Skip to main content

[Information] Walltime limit of login nodes processes to 336 hours (2 weeks) and maximum 24 hour-CPU time of jobs on login nodes

06.05.25 11:30 CET (12:30 EET)

  • The load on the LUMI login nodes is increasingly higher due a substantial number of processes from tools such as tmux, VScode server or JetBrains server which are not cleaned up. These processes use resources such as virtual memory space, terminal devices, etc. And some hanging processes also accumulate a considerable amount of compute time.
    • To ensure that processes that are likely hanging get cleaned up, we now limit the walltime of a process on a login node to 336 hours (2 weeks). This would still enable users to use tmux or screen to keep sessions alive for a few days and to run scripts that monitor the output of running jobs on the login nodes but would eliminate the forgotten tmux clients and VScode server instances that were not cleaned up.
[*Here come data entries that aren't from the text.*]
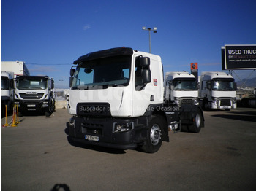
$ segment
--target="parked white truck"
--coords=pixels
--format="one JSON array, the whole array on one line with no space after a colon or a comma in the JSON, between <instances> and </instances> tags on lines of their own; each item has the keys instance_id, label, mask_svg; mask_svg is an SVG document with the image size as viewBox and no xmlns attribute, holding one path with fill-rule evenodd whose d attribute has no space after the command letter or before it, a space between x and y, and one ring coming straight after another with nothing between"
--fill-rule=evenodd
<instances>
[{"instance_id":1,"label":"parked white truck","mask_svg":"<svg viewBox=\"0 0 256 191\"><path fill-rule=\"evenodd\" d=\"M16 76L15 79L15 104L20 114L35 111L52 114L55 109L54 81L48 76Z\"/></svg>"},{"instance_id":2,"label":"parked white truck","mask_svg":"<svg viewBox=\"0 0 256 191\"><path fill-rule=\"evenodd\" d=\"M164 101L162 71L159 56L126 47L75 61L67 98L70 143L155 152L181 123L199 132L204 125L200 106Z\"/></svg>"},{"instance_id":3,"label":"parked white truck","mask_svg":"<svg viewBox=\"0 0 256 191\"><path fill-rule=\"evenodd\" d=\"M200 79L199 97L205 109L229 111L236 108L236 84L231 75L221 71L205 71Z\"/></svg>"},{"instance_id":4,"label":"parked white truck","mask_svg":"<svg viewBox=\"0 0 256 191\"><path fill-rule=\"evenodd\" d=\"M13 72L14 77L16 75L29 76L29 71L25 62L23 61L1 61L1 71Z\"/></svg>"},{"instance_id":5,"label":"parked white truck","mask_svg":"<svg viewBox=\"0 0 256 191\"><path fill-rule=\"evenodd\" d=\"M189 72L166 72L165 79L165 101L184 104L199 105L198 83Z\"/></svg>"},{"instance_id":6,"label":"parked white truck","mask_svg":"<svg viewBox=\"0 0 256 191\"><path fill-rule=\"evenodd\" d=\"M13 72L1 71L1 113L5 114L5 106L7 110L13 106Z\"/></svg>"}]
</instances>

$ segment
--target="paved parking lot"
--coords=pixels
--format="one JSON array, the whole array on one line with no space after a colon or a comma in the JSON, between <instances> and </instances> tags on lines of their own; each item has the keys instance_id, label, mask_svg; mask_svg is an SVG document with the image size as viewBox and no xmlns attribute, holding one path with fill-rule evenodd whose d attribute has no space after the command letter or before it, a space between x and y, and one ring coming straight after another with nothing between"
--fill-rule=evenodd
<instances>
[{"instance_id":1,"label":"paved parking lot","mask_svg":"<svg viewBox=\"0 0 256 191\"><path fill-rule=\"evenodd\" d=\"M1 128L1 190L256 190L256 109L204 115L154 154L71 146L65 109L23 116Z\"/></svg>"}]
</instances>

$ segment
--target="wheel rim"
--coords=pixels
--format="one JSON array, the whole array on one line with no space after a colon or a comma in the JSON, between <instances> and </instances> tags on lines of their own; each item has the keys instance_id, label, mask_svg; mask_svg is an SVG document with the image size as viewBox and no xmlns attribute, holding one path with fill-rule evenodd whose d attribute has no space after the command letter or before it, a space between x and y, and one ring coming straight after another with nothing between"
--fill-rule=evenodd
<instances>
[{"instance_id":1,"label":"wheel rim","mask_svg":"<svg viewBox=\"0 0 256 191\"><path fill-rule=\"evenodd\" d=\"M197 114L195 118L195 125L197 128L200 128L200 125L201 125L201 117L199 114Z\"/></svg>"},{"instance_id":2,"label":"wheel rim","mask_svg":"<svg viewBox=\"0 0 256 191\"><path fill-rule=\"evenodd\" d=\"M150 130L150 141L153 145L157 145L161 139L161 130L157 124L152 126Z\"/></svg>"}]
</instances>

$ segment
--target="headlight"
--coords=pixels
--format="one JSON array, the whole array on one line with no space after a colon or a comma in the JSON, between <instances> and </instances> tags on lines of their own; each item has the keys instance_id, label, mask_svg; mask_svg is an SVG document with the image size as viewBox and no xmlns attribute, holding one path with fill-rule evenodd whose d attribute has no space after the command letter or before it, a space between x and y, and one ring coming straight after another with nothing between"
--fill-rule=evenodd
<instances>
[{"instance_id":1,"label":"headlight","mask_svg":"<svg viewBox=\"0 0 256 191\"><path fill-rule=\"evenodd\" d=\"M133 129L133 122L127 123L114 122L113 126L114 133L128 131Z\"/></svg>"},{"instance_id":2,"label":"headlight","mask_svg":"<svg viewBox=\"0 0 256 191\"><path fill-rule=\"evenodd\" d=\"M181 101L179 99L176 99L174 101L175 104L176 104L177 105L179 105L179 104L181 103Z\"/></svg>"},{"instance_id":3,"label":"headlight","mask_svg":"<svg viewBox=\"0 0 256 191\"><path fill-rule=\"evenodd\" d=\"M198 105L199 104L198 100L194 99L194 104L195 104L195 105Z\"/></svg>"}]
</instances>

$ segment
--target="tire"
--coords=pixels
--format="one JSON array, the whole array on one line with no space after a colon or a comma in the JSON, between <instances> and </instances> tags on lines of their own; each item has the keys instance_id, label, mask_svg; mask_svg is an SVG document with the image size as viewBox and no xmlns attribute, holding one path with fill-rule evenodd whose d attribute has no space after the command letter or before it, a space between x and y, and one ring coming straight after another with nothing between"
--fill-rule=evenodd
<instances>
[{"instance_id":1,"label":"tire","mask_svg":"<svg viewBox=\"0 0 256 191\"><path fill-rule=\"evenodd\" d=\"M206 111L209 110L209 104L208 103L208 99L203 101L203 108Z\"/></svg>"},{"instance_id":2,"label":"tire","mask_svg":"<svg viewBox=\"0 0 256 191\"><path fill-rule=\"evenodd\" d=\"M188 126L189 132L199 133L201 130L203 117L201 112L198 109L195 117L193 118L193 124Z\"/></svg>"},{"instance_id":3,"label":"tire","mask_svg":"<svg viewBox=\"0 0 256 191\"><path fill-rule=\"evenodd\" d=\"M143 151L148 153L157 152L162 145L163 125L165 119L161 116L154 115L149 122L147 132L147 140L141 147Z\"/></svg>"}]
</instances>

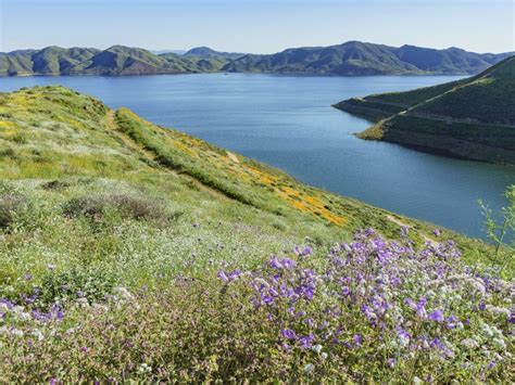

Each process is first softly killed, before a hard kill is sent if needed to ensure that if a process still has to write some data, it can do so properly (like shell histories).
  • Another issue is that there are still heavy runs on the different login nodes when compute nodes should be used (see login nodes policy here https://docs.lumi-supercomputer.eu/runjobs/).
    • To ensure that login nodes cannot be used for running longer jobs, we set a maximum CPU time of jobs of 24 hours. This is long enough for software builds or reasonable data transfers to LUMI-O not be interrupted yet short enough that a compute job using the 16 cores that it can use at 100% would get killed after 1.5 hours.